ソフトバンクがOpenAIらと進める5000億ドルのAIインフラプロジェクト「Stargate」が減速しているという。発表から3カ月が経過するが、進展が見られていない状況とのことだ。

「Stargate」を減速させるトランプ政権の関税

Stargateはソフトバンク、OpenAI、Oracleなどと1月に発表したAIインフラプロジェクトだ。4年で5000億ドルを投じるというもので、ソフトバンクは資金調達を担当、自社で全体の10~20%を出資し、残りは債券や融資でカバーする計画だ。ソフトバンクは社内のVisionFund内に20~30人のチームを結成しているという。

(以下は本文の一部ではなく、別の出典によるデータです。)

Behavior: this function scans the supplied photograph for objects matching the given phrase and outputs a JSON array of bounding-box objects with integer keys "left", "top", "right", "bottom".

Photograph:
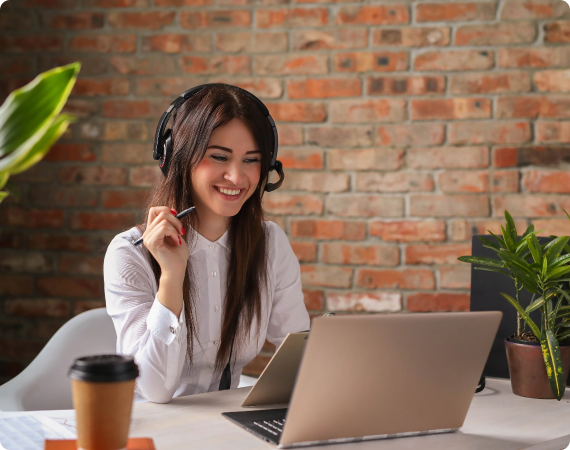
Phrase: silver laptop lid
[{"left": 279, "top": 311, "right": 496, "bottom": 446}]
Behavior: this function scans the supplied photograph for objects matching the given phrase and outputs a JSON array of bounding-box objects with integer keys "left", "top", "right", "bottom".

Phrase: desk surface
[{"left": 126, "top": 378, "right": 570, "bottom": 450}]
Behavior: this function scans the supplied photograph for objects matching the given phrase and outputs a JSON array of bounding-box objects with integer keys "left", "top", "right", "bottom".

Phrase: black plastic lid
[{"left": 68, "top": 355, "right": 139, "bottom": 383}]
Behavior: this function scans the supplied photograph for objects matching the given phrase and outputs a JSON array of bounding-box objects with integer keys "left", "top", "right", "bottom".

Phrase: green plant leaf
[
  {"left": 0, "top": 62, "right": 81, "bottom": 158},
  {"left": 540, "top": 330, "right": 566, "bottom": 400},
  {"left": 457, "top": 256, "right": 505, "bottom": 267},
  {"left": 501, "top": 292, "right": 540, "bottom": 339}
]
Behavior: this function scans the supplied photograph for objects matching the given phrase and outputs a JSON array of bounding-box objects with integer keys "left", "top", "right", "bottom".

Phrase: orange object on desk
[{"left": 44, "top": 438, "right": 156, "bottom": 450}]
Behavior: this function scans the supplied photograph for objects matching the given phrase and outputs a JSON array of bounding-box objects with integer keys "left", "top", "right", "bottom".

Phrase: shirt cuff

Stargate発表の前から進められていたテキサス州アビリーンに建築中のデータセンターは、進行しているとのこと。プロジェクトの下、みずほ銀行やJP Morganといった金融機関、代替資産運用会社と予備的な会合を持ってきた。

しかし、3カ月が経過した段階で、ソフトバンクは資金調達資料を開発しておらず、金融機関、プライベートエクイティなどと詳細な協議も持っていないという。

立ちはだかるのは関税だ。トランプ政権が打ち出す高い関税により、データセンターの建設コストは5~15%上昇する可能性があるという。それだけでなく、Microsoftなどのクラウド大手はデータセンターへの投資を見直している。

また、DeepSeekの登場により安価なAIモデルがOpenAIに与える影響なども懸念されているようだ。Stargate発表の直後、OpenAIと対立することが多いElon Musk(イーロン・マスク)氏は「彼らにはお金がない」とXに記していた。Bloombergが5月12日付で関係者の話をまとめている。